It is no secret that Sino-U.S. relations have quickly deteriorated in recent months.
The rhetoric and actions have reminded the world, worryingly, of a new Cold War.
In a time of uncertainty, does the world really need a new Cold War between the two largest economies?
And could the Sino-U.S. relationship take another shape?
Chapter 1: A vaccine race for all
As the world suffers from COVID-19, people are looking for the ultimate savior: Vaccines.
Right now, at least 150 vaccines are being developed around the world. Both China and the U.S. are in the leading position. Unfortunately, as the pandemic is being politicized and weaponized, so is the vaccine.
Recently, Rick Scott, Republican senator for Florida, has accused China of "trying sabotage or slow it down" on America's vaccine development.
But isn't this a race that nobody can afford to lose?
Even if the first vaccine is produced, the world must figure out a way to cooperate on its manufacturing, transportation and ensuring equality. The daunting process cannot spare the two countries' collaboration.

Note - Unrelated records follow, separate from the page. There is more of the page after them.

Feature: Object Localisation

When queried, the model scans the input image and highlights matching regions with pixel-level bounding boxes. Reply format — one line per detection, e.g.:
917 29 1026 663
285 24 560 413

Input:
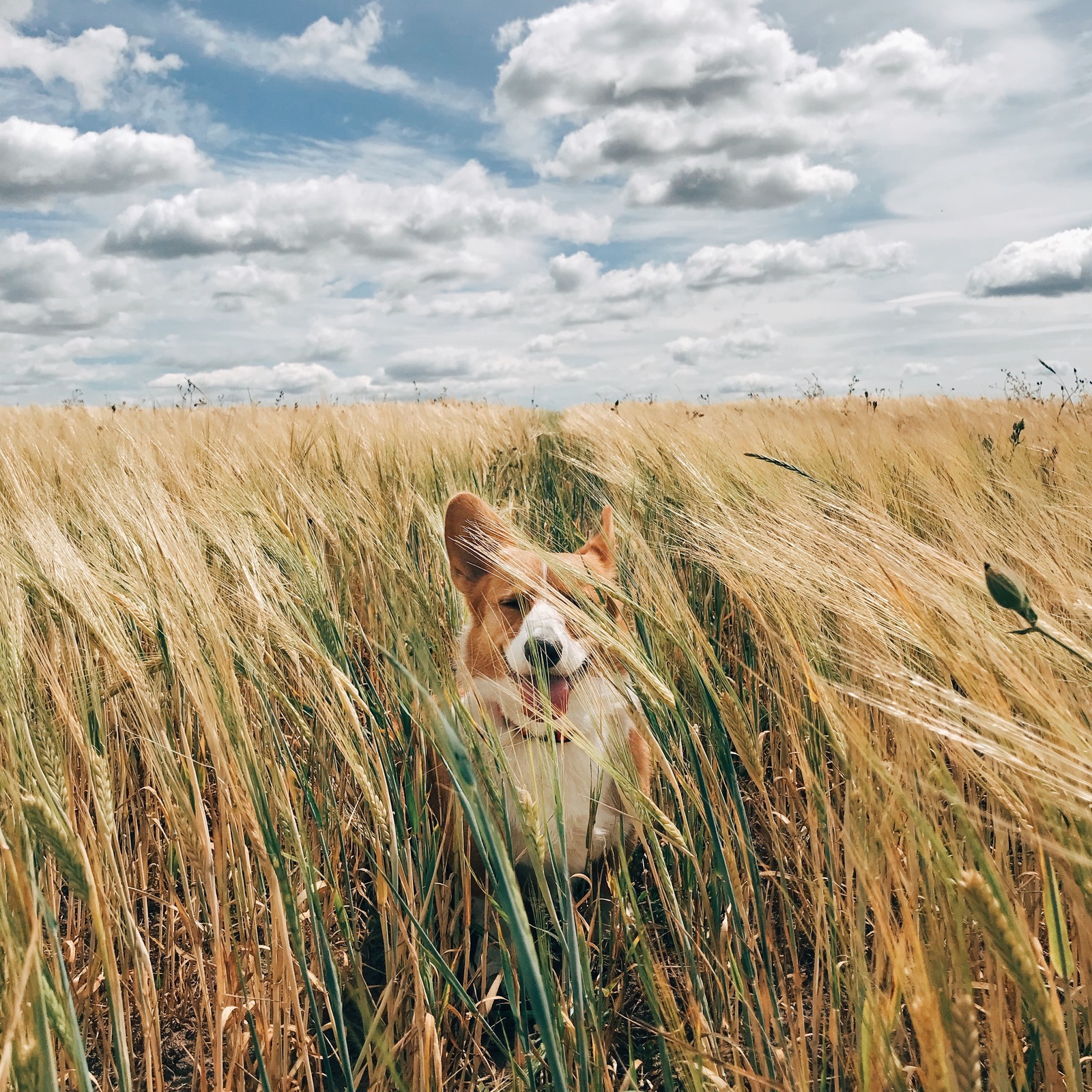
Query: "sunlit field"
0 397 1092 1092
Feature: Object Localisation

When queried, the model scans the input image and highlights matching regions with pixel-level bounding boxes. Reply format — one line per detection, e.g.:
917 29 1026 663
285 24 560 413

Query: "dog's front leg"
591 773 624 861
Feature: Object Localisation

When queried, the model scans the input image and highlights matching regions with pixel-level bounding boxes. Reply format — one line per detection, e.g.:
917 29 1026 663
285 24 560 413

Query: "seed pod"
91 748 113 837
22 796 91 899
951 994 981 1092
960 870 1066 1050
983 561 1039 626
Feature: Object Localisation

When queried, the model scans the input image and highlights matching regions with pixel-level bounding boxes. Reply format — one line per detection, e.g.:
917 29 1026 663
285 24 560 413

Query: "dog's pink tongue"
549 678 569 717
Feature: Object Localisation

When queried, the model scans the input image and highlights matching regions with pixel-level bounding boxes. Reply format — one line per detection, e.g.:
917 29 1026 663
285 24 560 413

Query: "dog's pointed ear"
444 493 515 595
577 504 617 573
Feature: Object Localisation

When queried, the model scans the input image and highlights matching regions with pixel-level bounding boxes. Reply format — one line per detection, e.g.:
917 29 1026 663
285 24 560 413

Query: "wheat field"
0 397 1092 1092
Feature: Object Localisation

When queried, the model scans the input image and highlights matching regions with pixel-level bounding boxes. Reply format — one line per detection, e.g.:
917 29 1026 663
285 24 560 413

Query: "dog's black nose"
523 637 561 670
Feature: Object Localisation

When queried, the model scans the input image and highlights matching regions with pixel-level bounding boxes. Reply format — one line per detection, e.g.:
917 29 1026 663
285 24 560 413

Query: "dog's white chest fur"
472 676 633 876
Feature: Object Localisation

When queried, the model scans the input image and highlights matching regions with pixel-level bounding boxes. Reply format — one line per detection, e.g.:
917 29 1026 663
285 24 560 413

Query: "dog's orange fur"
444 493 652 869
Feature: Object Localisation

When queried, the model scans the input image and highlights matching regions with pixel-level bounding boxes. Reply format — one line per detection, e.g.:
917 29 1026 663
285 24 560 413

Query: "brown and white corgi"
444 493 651 876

"It is of course understanding that at times of global crisis, national leaders tend to focus on the needs of their population, to worry about their national issues. But if the science is global, manufacturing is global, the ability dealing with epidemic needs to be global, so what we need is unprecedented collaboration across all countries,'' said Dr. Seth Berkley, CEO of Global Alliance for Vaccines and Immunization.
Chapter 2: The last thing the world economy needs
The world's economy has been hit hard by the current pandemic, and some predict this will be worse than the 2008 financial crisis.
China's economy in the first quarter of this year suffered a 6.8 percent contraction due to strict epidemic control measures; the second-quarter U.S. GDP was a record low of 32.9 percent down. As the pandemic rages on, talk of decoupling, or the "end" of the phase one Sino-U.S. trade agreement is only dimming hopes of a rebound.
"Bilateral trade relations are very important in a period of economic crisis. As we have learned from 100 years ago during the great depression in the 1920s and 30s. An important lesson- that crisis was so deep and prolonged, precisely because countries, major economies rather than break down trade barriers, they erected trade barriers," said Qian Jun, Professor at Fanhai International School of Finance, Fudan University.
Reuters predicts that the global economy is expected to shrink four percent this year due to the pandemic, an increase on the 3.7 percent shrinkage predicted in June. The last thing the world economy needs right now is a worsening China-U.S. trade relationship.
Chapter 3 Burning the bridge?
It is not only trade that is suffering. Trump's plan to bar Chinese students will cost U.S. universities 1.15 billion U.S. dollars in tuition revenue over the next 10 years.
And it's not even just about the money.
In July, Trump terminated the flagship Fulbright exchange program in China, effectively ending a valuable people-to-people exchange channel between the two countries.
The Trump administration may think of it as a penalty, but they are closing another door for the two countries to understand each other. The repercussions, although intangible now, could be disastrous in years to come.
David Lampton, former president of the National Committee on United States-China Relations, was a Fulbright scholar in Hong Kong. He told CGTN that people should cherish the hard-earned achievements of China-U.S. relations: "I think that's one of the things maybe young people in both countries do not fully appreciate, how expensive the conflicts were between China and the United States in the 1950s and 60s. We had 40 years of peace, rapid economic growth, both our countries have improved. Engagement for both our people has been a tremendous success. It had problems all along, it has serious problems now, I think the worst problem since 1972. But our younger people ought to appreciate what cost of bad China-U.S. relations can be. And they can be enormous."
Mutual understanding is the foundation of foreign policy. Perhaps China hawks in the U.S. need to relearn their history class, and perhaps the wisdom of Senator J. William Fulbright, who founded this program, on how to manage China-U.S. relations.
In an interview with Xinhua News agency, Wang Yi, Chinese State Councilor and Foreign Minister also said that China did not want a Cold War: "We reject any attempt to create a so-called 'new Cold War,' of the Chinese and American peoples because it contravenes the fundamental interests and the global trend toward development and progress. Anyone who tries to start a new Cold War in the 21st century will be on the wrong side of history and will only be remembered as the one who has upended international cooperation. Today's China is not the former Soviet Union, and China has no intention of becoming another United States."
The question is, is the U.S. ready to work with a country that is essentially different from itself to avoid the unbearable cost of a Cold War 2.0? Which side of history will the U.S. choose to stand on? Is the U.S. willing to write a chapter on cooperation, rather than confrontation?